Women are now the main economic providers in many Twa families, as well as continuing to be the main carers of children and older people. They generally can decide how to spend the money they have earned. However, where men have cleared farm land, their initial high investment of labour tends to make them feel entitled to control the spending of money earned by the crop, despite the fact that women did the planting, weeding and harvesting. The increased reliance on farming among the Twa may therefore reduce the economic independence of Twa women. Many Twa women also have to contend with domestic violence and family neglect as a result of Twa men’s alcohol abuse. Alcoholism occurs in many indigenous communities that are facing cultural collapse, and where men are no longer able to carry out their traditional roles as hunters and respected provider for the family.

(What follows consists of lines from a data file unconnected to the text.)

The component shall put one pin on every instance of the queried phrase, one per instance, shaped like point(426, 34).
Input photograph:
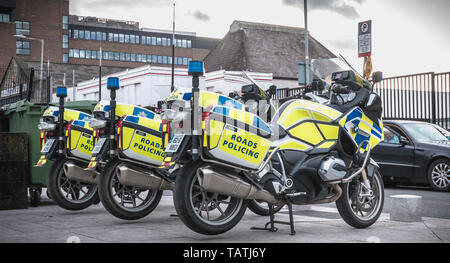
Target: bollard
point(406, 208)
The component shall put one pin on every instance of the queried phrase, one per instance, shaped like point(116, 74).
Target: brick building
point(72, 43)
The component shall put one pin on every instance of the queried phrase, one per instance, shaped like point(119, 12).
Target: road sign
point(365, 38)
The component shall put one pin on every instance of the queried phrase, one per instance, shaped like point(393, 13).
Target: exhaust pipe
point(76, 173)
point(227, 184)
point(131, 177)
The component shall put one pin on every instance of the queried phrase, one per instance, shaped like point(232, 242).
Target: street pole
point(100, 77)
point(306, 43)
point(172, 86)
point(73, 84)
point(42, 65)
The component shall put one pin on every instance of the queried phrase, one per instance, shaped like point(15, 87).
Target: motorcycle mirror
point(377, 77)
point(273, 90)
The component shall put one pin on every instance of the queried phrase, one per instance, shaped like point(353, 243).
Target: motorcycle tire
point(347, 211)
point(182, 196)
point(119, 210)
point(54, 177)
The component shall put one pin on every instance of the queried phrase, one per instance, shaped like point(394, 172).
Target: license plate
point(47, 146)
point(174, 143)
point(99, 145)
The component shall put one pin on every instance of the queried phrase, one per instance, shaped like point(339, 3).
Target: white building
point(145, 86)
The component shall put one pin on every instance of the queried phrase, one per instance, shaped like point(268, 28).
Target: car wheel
point(439, 175)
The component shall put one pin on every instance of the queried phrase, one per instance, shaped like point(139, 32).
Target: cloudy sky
point(409, 36)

Faced with the loss of their ancestral forest lands, and the need to find a means of survival under changed circumstances, Twa in the Great Lakes region have expressed a range of different aspirations. Particularly among communities living near forest areas from which their forefathers were expelled, the Twa want to have secure access and use rights to forests, and to maintain their close links with the forest, but not all wish to resume the hunter-gatherer way of life. Communities near national parks want a larger share of the revenues from tourism. Throughout the region, Twa also want to have their own land for farming as part of their mix of survival strategies.

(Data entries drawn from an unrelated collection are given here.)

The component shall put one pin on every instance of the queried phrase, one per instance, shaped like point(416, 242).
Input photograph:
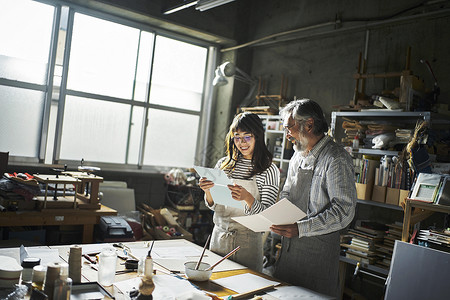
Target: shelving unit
point(376, 211)
point(408, 118)
point(273, 131)
point(427, 209)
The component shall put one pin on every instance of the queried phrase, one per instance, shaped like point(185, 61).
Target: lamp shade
point(219, 79)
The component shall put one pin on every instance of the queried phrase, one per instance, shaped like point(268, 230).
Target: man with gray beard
point(320, 181)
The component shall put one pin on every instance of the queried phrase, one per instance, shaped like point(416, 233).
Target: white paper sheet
point(295, 293)
point(220, 192)
point(167, 287)
point(281, 213)
point(244, 283)
point(46, 255)
point(176, 263)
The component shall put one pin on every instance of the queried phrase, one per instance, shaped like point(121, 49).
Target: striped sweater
point(268, 183)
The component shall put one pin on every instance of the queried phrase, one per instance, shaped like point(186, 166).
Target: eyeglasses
point(245, 138)
point(288, 127)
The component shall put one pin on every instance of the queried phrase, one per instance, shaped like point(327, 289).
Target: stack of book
point(365, 236)
point(439, 240)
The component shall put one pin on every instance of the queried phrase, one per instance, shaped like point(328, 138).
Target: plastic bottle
point(107, 266)
point(63, 285)
point(38, 277)
point(356, 142)
point(28, 264)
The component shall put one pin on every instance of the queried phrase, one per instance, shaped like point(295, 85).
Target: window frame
point(204, 113)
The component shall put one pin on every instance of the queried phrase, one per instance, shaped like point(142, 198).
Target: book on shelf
point(364, 235)
point(425, 187)
point(358, 248)
point(443, 195)
point(364, 260)
point(375, 230)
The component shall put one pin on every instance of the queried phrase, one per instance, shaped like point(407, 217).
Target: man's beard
point(300, 145)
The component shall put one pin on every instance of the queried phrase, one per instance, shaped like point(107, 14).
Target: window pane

To press their claims, Twa communities are having to organise themselves in new ways and develop new forms of representative institutions, that can advocate and negotiate effectively with government structures and influential agencies. The new Twa NGOs and community-based associations, and their support groups in the region, are campaigning for governments to develop specific policies to address the particular disadvantages that the Twa face as a result of their ethic identity. In the absence of laws and policies addressing land rights of indigenous peoples, Twa organisations are calling for affirmative action in land allocation for Twa and recognition by governments of the immense historical injustice through which Twa were deprived of their forest lands and traditional means of livelihood, forcing them into severe poverty.
The Twa want to be respected and valued as members of society, and to freely enjoy their human rights and have equal access to services like other people. In the process of surviving as a forest people driven from their forests, and adapting to the harsh social and physical environment they now find themselves in, some groups and individuals want to retain their cultural distinctiveness; others want to integrate with mainstream society. It is their right to freely choose how they wish to relate to and participate in national society and to make their own choices about their future.